HEAD: Beowulf Infrastructure 

DECK: How to care for and feed your beowulf-style supercomputer cluster

TOC_LINE: Beowulf nodes are cheap and easy to cost out, but estimating
the true costs of a place for them to live, power, cooling, and a
scalable administrative infrastructure can be a headache.  This article
shows you everything you need to know before writing a proposal or a
budget for your first beowulf.

AUTHOR:  Robert G. Brown


SUBHEAD: Introduction

Beowulf-style supercomputers built out of over-the-counter (OTC)
hardware are by far the cheapest way to get floating point cycles per
dollar spent, especially at the hardware level.  Small "hobby scale"
beowulfs (less than perhaps 8 nodes, where for the purposes of this
article a "node" will refer to a single case, which might house one or
more CPUs) can pretty much be built "anywhere" and with an appropriate
software installation and integration scheme can be managed by anyone
with a decent knowledge of linux (or really any other unix) and some
systems administration skills.  I have a compute cluster of this scale
in my home, for example.

As the number of nodes increases, however, careful attention must be
paid to physical infrastructure.  Cluster nodes consume electricity.
They must be kept cool.  They weigh a certain amount, have a footprint
on the floor, and take up volume.  They can be racked or stacked in a
variety of ways.  They require network wiring.  One must be able to
physically access the fronts and/or backs to cable them up or power
cycle them.

In a similar vein, if one is installing only a handful of nodes, taking
an hour, or even several hours, to install each node is still only a day
or two of time.  It may be fairly easy and relatively inexpensive to put
a monitor and keyboard on each node, or use a cheap keyboard, monitor
and mouse switch to get to each node to do an install or upgrade.
Spending minutes per node per day administering the nodes again may add
up to only a day or two of time over a year.  This leaves most of the
year for cluster production.

When one plans to install a I<hundred> nodes, this kind of
seat-of-the-pants approach simply does not work.  A hundred nodes might
require 10 kilowatts of electrical power, several "tons" of air
conditioning (a term that doesn't refer to the weight of the air
conditioner but rather its capacity), could weigh several tons, might
need hundreds of feet of floor space, and could easily cost $10,000 a
year as a I<recurring> cost to provide power and cooling to, I<after>
buying it the power lines and air conditioning units it needs.
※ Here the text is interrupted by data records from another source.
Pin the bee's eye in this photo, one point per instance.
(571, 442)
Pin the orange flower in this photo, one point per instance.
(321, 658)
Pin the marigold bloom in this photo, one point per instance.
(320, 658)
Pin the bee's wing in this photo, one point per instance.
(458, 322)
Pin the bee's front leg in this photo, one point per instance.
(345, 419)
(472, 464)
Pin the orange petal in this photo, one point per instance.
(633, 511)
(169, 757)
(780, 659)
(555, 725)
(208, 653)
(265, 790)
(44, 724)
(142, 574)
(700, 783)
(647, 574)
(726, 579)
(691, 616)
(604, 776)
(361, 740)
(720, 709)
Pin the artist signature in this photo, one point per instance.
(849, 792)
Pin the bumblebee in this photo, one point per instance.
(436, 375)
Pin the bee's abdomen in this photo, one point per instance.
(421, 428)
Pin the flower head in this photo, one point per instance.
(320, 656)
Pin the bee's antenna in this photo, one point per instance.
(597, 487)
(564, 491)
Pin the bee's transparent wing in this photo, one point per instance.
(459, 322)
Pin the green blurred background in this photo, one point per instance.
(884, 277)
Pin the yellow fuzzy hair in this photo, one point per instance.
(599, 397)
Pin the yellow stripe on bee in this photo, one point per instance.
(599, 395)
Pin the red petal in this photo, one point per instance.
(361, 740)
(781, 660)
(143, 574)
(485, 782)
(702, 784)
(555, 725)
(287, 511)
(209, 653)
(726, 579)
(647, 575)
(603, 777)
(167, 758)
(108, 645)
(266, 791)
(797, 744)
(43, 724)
Management costs face a similar crisis.  Spending two hours
I<installing> each node it adds up to I<200 hours> (or five full work
weeks) to install the cluster.  Spending two minutes a day per node
I<managing> each node adds up to over three hours a day!  One can easily
get to the point where one has no time to use a cluster, or where
managing even what is really a fairly small cluster as professional
clusters go has become a more than full time job.

As one can see, infrastructure costs can be I<significant> for larger
clusters, and poor methodology (methodology that does not scale well
with the number of nodes) can lead to disaster. This article describes
some things you should know before you run out and buy a few hundred
nodes to put in your metaphorical garage, and suggests at least a few
ways to honestly estimate the fixed and recurring requirements and costs
for running a relatively large cluster.

SUBHEAD:  Cluster Space

As noted above, cluster nodes have a variety of physical dimensions.
They have a "footprint" (the area of their base), a height (and hence a
volume), and a weight.  Their shelving or rackmount may increase their
footprint.  Access to the front and back of the nodes must typically be
preserved to allow nodes to be moved in and out of the cluster, to allow
cool air in and warm air out, to provide access to network and power
cabling.  This access space will usually require 2-3x the footprint of
the node itself in even the most efficient cluster room layout.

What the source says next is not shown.